The R ecosystem has two main packages that provide the HDF5 C library to other packages: hdf5lib (this package) and Rhdf5lib from Bioconductor. While both serve a similar purpose, they are built with different design philosophies and technical trade-offs. This article compares them to help you decide which is the right choice for your project.

At a Glance

The table below summarizes the key differences between the two packages.

Feature hdf5lib (CRAN) Rhdf5lib (Bioconductor)
Installation Zero-configuration Configurable at install-time
HDF5 Version Modern (v2.0.0) Older (v1.12.2 as of Bioc 3.19)
Build Type Static library only Static or shared library
Thread-Safety Enabled by default Not supported
API Version Control Simple api flag in c_flags() Requires manual -D flags
Ecosystem General purpose Primarily for the Bioconductor ecosystem

Key Differences Explained

1. Installation and Configuration

  • hdf5lib is designed for simplicity. Installation via install.packages("hdf5lib") is a “zero-config” process. It always builds its bundled HDF5 source code with a standard, modern feature set (including thread-safety and high-level APIs). This ensures a consistent and reliable build for downstream packages with no effort from the user.

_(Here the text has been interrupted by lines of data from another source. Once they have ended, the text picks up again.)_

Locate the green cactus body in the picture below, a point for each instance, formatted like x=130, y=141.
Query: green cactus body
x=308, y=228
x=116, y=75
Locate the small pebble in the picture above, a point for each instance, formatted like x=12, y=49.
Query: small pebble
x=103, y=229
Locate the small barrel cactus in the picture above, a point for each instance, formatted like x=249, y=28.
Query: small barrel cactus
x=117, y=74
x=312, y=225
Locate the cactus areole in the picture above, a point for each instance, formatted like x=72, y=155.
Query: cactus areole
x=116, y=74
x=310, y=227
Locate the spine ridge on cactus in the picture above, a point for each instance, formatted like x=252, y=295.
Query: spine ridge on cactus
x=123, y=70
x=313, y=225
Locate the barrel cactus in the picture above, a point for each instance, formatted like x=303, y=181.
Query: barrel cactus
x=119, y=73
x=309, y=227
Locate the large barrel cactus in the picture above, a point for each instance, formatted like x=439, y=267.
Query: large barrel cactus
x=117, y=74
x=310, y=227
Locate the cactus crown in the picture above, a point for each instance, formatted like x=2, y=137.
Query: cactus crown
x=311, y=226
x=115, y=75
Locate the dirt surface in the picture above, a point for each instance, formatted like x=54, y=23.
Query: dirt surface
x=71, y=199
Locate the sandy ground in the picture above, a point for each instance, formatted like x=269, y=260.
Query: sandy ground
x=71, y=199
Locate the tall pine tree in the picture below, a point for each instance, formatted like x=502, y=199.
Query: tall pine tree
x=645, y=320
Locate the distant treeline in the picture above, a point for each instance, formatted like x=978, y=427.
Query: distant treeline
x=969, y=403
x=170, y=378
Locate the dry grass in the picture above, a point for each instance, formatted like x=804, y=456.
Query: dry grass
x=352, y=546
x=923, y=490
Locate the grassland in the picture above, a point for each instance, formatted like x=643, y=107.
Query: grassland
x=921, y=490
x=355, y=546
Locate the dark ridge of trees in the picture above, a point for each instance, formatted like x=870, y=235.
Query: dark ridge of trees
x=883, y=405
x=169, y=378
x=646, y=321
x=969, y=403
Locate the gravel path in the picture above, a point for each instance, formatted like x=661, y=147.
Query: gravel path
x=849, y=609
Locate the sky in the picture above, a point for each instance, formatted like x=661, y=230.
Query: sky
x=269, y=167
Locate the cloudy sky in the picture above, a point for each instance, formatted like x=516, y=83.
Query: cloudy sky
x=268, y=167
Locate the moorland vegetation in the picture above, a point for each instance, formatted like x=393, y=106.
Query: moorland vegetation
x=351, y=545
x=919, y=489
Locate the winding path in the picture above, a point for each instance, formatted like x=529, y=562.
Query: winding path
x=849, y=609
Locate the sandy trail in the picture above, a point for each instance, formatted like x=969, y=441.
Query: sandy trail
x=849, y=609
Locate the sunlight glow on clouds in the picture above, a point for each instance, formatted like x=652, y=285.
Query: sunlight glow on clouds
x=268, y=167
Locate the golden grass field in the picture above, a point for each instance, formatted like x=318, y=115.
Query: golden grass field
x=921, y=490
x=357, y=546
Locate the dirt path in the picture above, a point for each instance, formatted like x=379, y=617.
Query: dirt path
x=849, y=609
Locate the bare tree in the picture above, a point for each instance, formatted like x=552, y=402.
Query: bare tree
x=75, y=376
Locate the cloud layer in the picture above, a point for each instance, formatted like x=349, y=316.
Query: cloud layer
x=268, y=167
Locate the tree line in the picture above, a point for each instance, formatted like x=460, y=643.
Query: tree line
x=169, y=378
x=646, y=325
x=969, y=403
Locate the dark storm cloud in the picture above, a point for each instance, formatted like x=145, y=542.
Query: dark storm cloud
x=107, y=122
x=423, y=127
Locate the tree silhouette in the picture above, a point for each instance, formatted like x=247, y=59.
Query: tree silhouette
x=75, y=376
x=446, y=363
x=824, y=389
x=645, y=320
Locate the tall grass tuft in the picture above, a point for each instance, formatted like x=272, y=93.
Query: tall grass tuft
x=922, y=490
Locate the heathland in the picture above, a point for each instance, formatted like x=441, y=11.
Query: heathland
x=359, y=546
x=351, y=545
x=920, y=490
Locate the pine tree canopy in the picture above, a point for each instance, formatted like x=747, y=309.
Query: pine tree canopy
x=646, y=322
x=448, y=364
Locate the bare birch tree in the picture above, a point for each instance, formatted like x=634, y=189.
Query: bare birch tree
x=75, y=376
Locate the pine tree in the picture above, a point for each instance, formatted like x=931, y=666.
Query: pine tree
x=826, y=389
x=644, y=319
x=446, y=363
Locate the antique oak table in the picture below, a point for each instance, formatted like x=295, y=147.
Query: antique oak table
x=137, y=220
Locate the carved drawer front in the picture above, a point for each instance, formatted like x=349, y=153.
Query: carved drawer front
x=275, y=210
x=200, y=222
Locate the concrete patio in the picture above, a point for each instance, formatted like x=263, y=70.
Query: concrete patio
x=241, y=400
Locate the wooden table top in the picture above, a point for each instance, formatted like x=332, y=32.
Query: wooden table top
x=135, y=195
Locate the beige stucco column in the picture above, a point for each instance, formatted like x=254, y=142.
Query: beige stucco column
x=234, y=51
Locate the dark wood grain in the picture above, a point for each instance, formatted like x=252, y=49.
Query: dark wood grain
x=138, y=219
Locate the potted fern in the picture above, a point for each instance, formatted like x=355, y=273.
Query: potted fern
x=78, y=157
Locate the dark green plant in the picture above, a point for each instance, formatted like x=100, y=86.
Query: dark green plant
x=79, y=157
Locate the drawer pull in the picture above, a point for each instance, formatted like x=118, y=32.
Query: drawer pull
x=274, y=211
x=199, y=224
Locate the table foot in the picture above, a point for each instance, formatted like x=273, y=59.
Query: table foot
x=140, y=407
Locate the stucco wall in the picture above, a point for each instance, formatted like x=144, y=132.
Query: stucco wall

  • Rhdf5lib is designed for flexibility. It provides several configure arguments that allow users to customize the HDF5 build. For example, users can choose to link against a system-installed HDF5 library or disable features like the high-level APIs. While powerful, this flexibility means that a downstream package developer cannot be certain which HDF5 features will be available on a user’s machine.

2. HDF5 Version

  • hdf5lib bundles a modern version of HDF5 (v2.0.0). This gives developers immediate access to the latest features, bug fixes, and performance improvements, such as native complex number support and better UTF-8 handling on Windows.

  • Rhdf5lib typically bundles an older, long-term support version of HDF5 that is standard across the Bioconductor ecosystem (v1.12.2 as of Bioconductor 3.19). This prioritizes stability within that ecosystem over access to the newest features.

3. Thread-Safety

  • hdf5lib builds HDF5 with thread-safety enabled by default. This is a critical feature for modern R packages that use parallelism (e.g., via RcppParallel), as it prevents data corruption when multiple threads access an HDF5 file. For more details, see the article on Parallel Programming.

  • Rhdf5lib does not support building with thread-safety enabled.

4. API Version Control

  • hdf5lib provides a simple api argument in its c_flags() and ld_flags() helper functions. This makes it trivial for a developer to lock their package to a specific HDF5 API version (e.g., api = 114), ensuring that future updates to hdf5lib will not break their package. This feature is explained in detail in the API Versioning article.

  • Rhdf5lib does not provide a dedicated mechanism for this. A developer would need to manually add the appropriate -D flags to their Makevars, and the underlying library may not contain the symbols for all API versions.

Conclusion: Which Should You Use?

Choose hdf5lib if:

  • You want a simple, reliable dependency that “just works” for you and your users.
  • You need modern HDF5 features.
  • You plan to use multithreading (e.g., with RcppParallel).
  • You want to lock your package to a specific API version for long-term stability.

Choose Rhdf5lib if:

  • Your package is part of the Bioconductor ecosystem and you need to maintain strict compatibility with it.
  • You need to link against a specific, older configuration of HDF5 that is not met by hdf5lib’s default build.